"Every time a woman cuts off her hair, somewhere a little black girl cries!"
-The Game's Tasha Mack
Tasha Mack uttered these lines when Melanie spontaneously chopped off some of her famously long hair. I grew up with a similar sentiment, in that I was threatened by friends and several family members throughout the years regarding my hair: "I'll beat you if you ever cut your hair!" That kinda thing. Of course, I never took these threats seriously, but they were meant to communicate that my long, "good" hair was important to people other than myself. That hair apparently meant something, and I dared not touch it.
Well, on November 1, I did touch it, after thinking about it for a long time.
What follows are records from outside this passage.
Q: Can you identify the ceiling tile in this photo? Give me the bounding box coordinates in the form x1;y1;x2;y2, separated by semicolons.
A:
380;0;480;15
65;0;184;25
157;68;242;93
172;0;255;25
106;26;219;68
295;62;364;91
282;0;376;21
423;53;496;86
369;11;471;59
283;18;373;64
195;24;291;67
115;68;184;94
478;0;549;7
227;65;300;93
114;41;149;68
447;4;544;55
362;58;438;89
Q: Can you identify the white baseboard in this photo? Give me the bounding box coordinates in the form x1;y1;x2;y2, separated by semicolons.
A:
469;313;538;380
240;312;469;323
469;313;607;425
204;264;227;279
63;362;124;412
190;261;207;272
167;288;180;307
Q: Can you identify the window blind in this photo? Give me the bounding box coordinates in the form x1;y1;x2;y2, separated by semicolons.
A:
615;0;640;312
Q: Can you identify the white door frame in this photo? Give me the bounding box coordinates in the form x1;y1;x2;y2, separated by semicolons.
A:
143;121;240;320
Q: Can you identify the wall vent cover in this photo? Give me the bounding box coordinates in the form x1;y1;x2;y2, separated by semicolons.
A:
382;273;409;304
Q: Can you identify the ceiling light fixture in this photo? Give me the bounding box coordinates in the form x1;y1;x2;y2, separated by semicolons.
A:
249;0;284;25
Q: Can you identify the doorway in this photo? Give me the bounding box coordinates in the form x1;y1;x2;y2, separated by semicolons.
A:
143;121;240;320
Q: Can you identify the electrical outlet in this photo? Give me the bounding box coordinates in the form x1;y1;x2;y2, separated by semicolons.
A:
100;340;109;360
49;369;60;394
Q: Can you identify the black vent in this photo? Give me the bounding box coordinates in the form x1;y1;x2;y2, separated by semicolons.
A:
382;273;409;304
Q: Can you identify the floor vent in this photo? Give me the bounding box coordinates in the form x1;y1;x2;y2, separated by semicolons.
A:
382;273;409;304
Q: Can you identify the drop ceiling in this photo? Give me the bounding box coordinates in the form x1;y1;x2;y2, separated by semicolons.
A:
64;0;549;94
The experience brought those old threats back to mind and made me reflect on the various do's and don't's surrounding black women's hair. If I had long hair, I owed it to other people to maintain that length, but it only reinforces--in my humble opinion--more problematic standards of beauty that many black women have internalized: this idea that we have to strive for straight hair or long hair. I'm just going with healthy hair.
While I don't completely agree with the idea that "I am not my hair," I do believe that cutting my hair doesn't harm me or anyone else. It was, in fact, a liberating (if slightly scary) experience. More importantly, it was my experience to have, and I captured pictorial evidence of the whole thing!
|Freshly shampooed and conditioned hair|
|The actual length of my hair--some serious shrinkage!|
|It's about to go down.|
|First cut, off the top. I cannot lie, the result (considering shrinkage)|
was shorter than I intended. My heart picked up pace at this point!
|All the cut-off hair...that's a lot of hair.|
|The finished look|
|Back view of the finished cut|
|Conditioner rinsed out and leave-in applied, I headed out for the day|
with the least amount of hair I've ever had in my life. I'm liking it!